Spinoza signale aussi si je me souviens bien le livre de Josué, appelé ainsi parce qu'il aurait été écrit par Josué, et qui explique à la fin dans quelles circonstances Josué meurt !
Alors que les rabbins et chefs de la communauté juive d'Amsterdam lui demandaient d'abjurer ses opinions contraires à la religion, Spinoza écrivit à 23 ans un mémoire, aujourd'hui perdu, dans lequel il démontrait par point que ce n'était pas lui qui se trompait mais ceux qui l'accusaient d'impiété. Ce qui bien sûr précipita son excommunication. Certains historiens pensent que ce mémoire servira de base au TTP.
La question du point de départ de la philosophie de Spinoza est intéressante : est-ce qu'il y aurait un déclic à partir duquel tout le reste découle et sans lequel le spinozisme n'aurait pas été ce que nous en connaissons ?
Je pense que ce déclic, Spinoza en parle lui-même sans le dater précisément, au début du Traité de l'amendement de l'intellect : d'abord l'expérience de la vanité de toutes choses dont
l'Ecclesiaste avait parlé depuis longtemps. Et en même temps, ce sentiment de vanité révèle une aspiration infinie à un bien éternel faisant écho à cette parole de Salomon : "Dieu a mis aussi dans leur cœur l'éternité". Ensuite, il se trouve que le jeune Spinoza était assez doué tant dans l'art d'interpréter les textes sacrés que dans les matières démonstratives, grâce notamment aux leçons de Van den Ende. C'est ce qui lui permettra d'avoir ce déclic que le 11ème paragraphe du TIE décrit en ces termes : "Seulement je voyais que mon esprit, en se tournant vers ces pensées, se détournait des passions et méditait sérieusement une règle nouvelle ; et ce fut pour moi une grande consolation ; car je compris ainsi que ces maux n'étaient pas de ceux qu'aucun remède ne peut guérir. Et bien que, dans le commencement, ces moments fussent rares et de courte durée, cependant, à mesure que la nature du vrai bien me fut mieux connue, ils devinrent et plus longs et plus fréquents".

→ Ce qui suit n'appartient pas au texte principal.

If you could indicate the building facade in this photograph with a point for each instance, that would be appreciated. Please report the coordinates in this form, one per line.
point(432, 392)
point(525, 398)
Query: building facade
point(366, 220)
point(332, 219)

Pour moi donc, Spinoza a eu le cran de relire de façon radicalement critique des textes comme le Pentateuque, alors que tout autour de lui l'incitait à se soumettre à l'autorité de ces textes, parce ce qu'il avait trouvé en lui-même une source de satisfaction qui le rendait autonome par rapport à toutes les autorités extérieures, une source de joie intérieure assez puissante pour supplanter l'espoir d'une vie après la mort et surpasser la crainte inculquée depuis la plus tendre enfance de se retrouver seul, exclu de sa famille, de sa communauté et de la vie même. L'interprétation rationnelle du texte sacré me semble donc une conséquence plutôt qu'une cause. Toutefois, en découvrant une à une les incohérences bibliques du point de vue simplement logique ou théorique pour finalement mettre en lumière la cohérence pratique, essentiellement politique, de ces textes, Spinoza a pu être régulièrement conforté dans la voie qu'il avait été conduit à choisir.